Primary Care Coding Alert

Maximize Payment for Critical Care Services

Coding professionals who monitor critical care service codes noticed several significant changes earlier this year. These adjustments increased opportunities for family physicians to report critical care services but, ironically, they also triggered a reduction in the work relative value units (RVUs) associated with these codes.

Last year, critical care specialists recommended that the American Medical Association modify CPT definitions for critical care, in many instances relaxing the circumstances under which they can be assigned. Specifically, services that coders previously reported as subsequent hospital care (evaluation and management codes [E/M] 99231-99236) are now categorized as critical care. The critical care codes modified in CPT 2000 include 99291 (critical care, evaluation and management of the critically ill or critically injured patient; first 30-74 minutes) and 99292 (each additional 30 minutes [list separately in addition to code for primary service]).

The Health Care Financing Administration (HCFA), which has long kept a close eye on the use of critical care codes, reacted to the adopted changes by reducing reimbursement received for these services. According to Daniel S. Fick, MD, associate professor, residency director and medical director for the Department of Family Medicine at the University of Iowa College of Medicine in Iowa City, the change in critical care RVUs represents a decrease in reimbursement of about 10 percent.

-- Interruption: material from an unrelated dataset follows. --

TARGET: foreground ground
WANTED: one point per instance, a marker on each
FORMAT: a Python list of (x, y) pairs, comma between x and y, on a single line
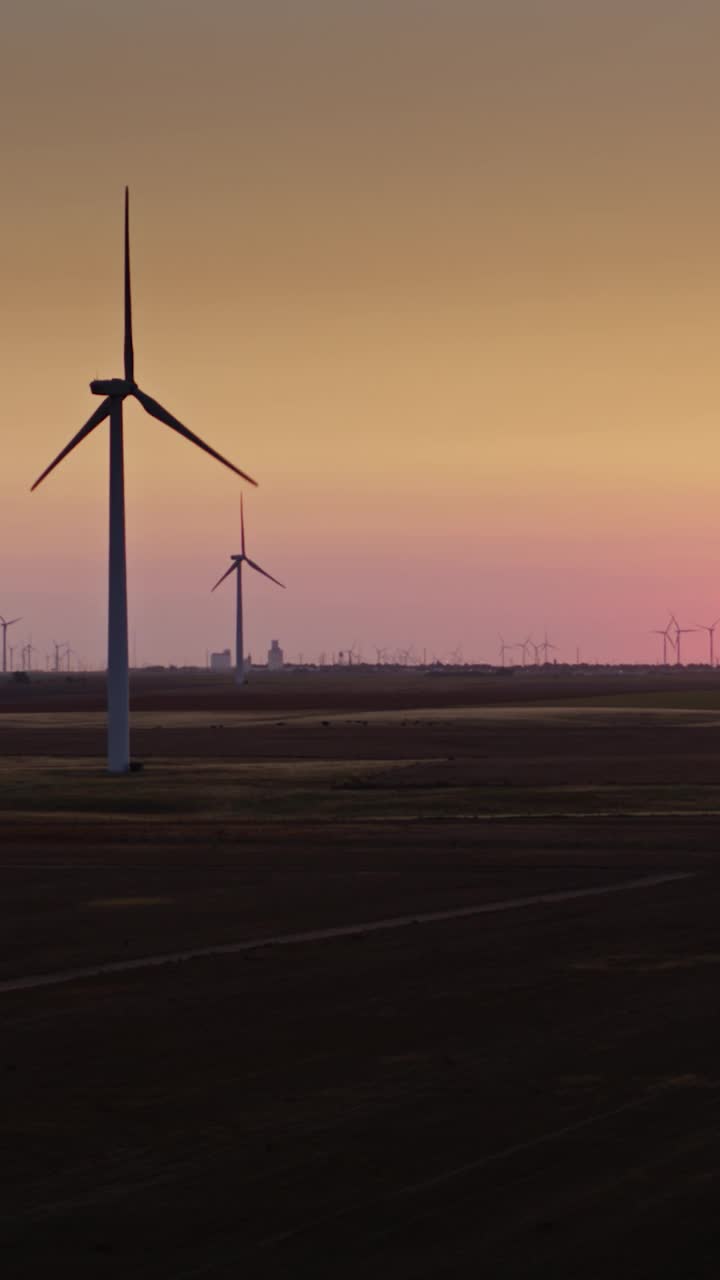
[(527, 1091)]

Patient Not Required to Be Unstable

The most significant example of the changes in critical care coding is the deletion of the word unstable from the descriptions for 99291 and 99292. This is a noteworthy change, coding professionals point out, because it includes conditions previously not categorized as critical. In the past, these would have been reported with one of the subsequent hospital care codes (99231-99233).

Susan Callaway-Stradley, CPC, CCS-P, an independent coding consultant and educator based in North Augusta, S.C., agrees. This new definition relaxes the times when coders can appropriately report these critical care codes. A physician may see a patient who is critically ill or injured, but whose condition may not be defined as clinically unstable. In the past, we could not assign a critical care code for these services. Now we can.

For instance, a patient may be admitted to the intensive care unit (ICU) after a significant cardiac event. His vital signs have normalized, but his condition continues to be critical. In the past, family physician services while treating this patient would have been coded with the appropriate E/M code. Because CPT 2000 has removed the requirement that the patient be unstable, services could now be coded with 99291 for the first 30-74 minutes of care and 99292 for each additional 30 minutes, if all other requirements for critical care services are met (see Defining Critical Care on page 45).